Genève est le théâtre de négociations de dernière chance entre les États-Unis et l’Iran, alors que le spectre d’un conflit militaire plane sur le Moyen-Orient et que les marchés énergétiques observent attentivement l’évolution de la situation. Ces pourparlers indirects, menés sous la médiation d’Oman, pourraient avoir un impact significatif sur les prix du pétrole et l’équilibre mondial du gaz.

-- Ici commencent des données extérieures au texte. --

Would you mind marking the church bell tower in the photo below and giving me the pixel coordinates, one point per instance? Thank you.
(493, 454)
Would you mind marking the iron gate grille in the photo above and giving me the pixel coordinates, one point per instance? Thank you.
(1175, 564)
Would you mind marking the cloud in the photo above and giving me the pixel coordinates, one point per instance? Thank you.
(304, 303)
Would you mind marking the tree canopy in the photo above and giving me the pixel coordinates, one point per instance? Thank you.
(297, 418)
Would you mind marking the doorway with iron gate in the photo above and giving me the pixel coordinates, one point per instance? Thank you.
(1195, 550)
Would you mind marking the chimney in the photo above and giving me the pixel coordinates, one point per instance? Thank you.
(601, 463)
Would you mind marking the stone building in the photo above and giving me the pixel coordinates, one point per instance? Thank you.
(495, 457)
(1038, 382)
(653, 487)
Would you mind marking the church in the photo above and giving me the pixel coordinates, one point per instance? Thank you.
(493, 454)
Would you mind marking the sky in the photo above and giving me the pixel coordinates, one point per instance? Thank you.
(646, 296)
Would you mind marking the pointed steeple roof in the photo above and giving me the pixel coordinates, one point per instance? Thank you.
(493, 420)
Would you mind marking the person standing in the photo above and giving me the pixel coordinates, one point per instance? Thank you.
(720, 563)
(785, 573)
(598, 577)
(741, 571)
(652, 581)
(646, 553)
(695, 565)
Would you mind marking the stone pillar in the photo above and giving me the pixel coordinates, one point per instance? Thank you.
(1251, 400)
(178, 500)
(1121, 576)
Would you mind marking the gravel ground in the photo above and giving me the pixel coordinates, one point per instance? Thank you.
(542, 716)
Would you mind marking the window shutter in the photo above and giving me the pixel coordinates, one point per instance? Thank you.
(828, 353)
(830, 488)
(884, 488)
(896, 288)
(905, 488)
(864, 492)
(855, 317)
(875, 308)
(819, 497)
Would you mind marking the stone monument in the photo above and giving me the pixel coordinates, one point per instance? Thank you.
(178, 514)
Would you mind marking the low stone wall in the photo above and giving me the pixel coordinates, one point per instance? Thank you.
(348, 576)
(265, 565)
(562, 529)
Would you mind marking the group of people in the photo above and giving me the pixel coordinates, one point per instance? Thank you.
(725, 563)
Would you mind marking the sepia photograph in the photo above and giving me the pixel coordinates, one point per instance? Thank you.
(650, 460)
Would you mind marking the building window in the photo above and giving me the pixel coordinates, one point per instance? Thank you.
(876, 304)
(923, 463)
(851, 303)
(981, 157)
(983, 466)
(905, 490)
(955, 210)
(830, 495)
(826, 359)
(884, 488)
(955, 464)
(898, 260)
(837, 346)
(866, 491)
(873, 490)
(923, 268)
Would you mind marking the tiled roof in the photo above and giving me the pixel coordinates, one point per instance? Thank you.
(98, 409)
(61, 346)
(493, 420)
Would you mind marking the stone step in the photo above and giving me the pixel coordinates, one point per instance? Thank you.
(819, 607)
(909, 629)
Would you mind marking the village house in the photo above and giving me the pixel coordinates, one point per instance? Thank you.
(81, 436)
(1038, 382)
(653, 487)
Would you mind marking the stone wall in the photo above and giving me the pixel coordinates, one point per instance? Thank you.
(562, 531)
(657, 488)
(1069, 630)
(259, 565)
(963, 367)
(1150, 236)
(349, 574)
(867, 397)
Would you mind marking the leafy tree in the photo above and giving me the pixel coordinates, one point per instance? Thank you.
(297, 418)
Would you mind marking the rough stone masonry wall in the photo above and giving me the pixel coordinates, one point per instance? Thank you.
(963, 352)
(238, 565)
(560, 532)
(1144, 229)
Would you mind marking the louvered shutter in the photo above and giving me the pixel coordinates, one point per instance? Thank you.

Selon des sources iraniennes, les discussions ont débuté jeudi à 9h45, heure de Genève, et se poursuivent. Bien que les horaires varient légèrement selon les sources, l’absence de communication immédiate et la durée des échanges soulignent l’importance et la complexité des enjeux.
Un accord pourrait entraîner une baisse des prix du pétrole de l’ordre de 10 dollars le baril, grâce à la levée des sanctions et à la réintégration potentielle du pétrole iranien sur le marché. À l’inverse, une escalade vers une action militaire pourrait faire grimper les prix jusqu’à 10 dollars de plus le baril. Les États-Unis, qui produisent actuellement des volumes records de pétrole, pourraient être initialement moins affectés par une hausse des prix, mais l’Europe serait plus vulnérable.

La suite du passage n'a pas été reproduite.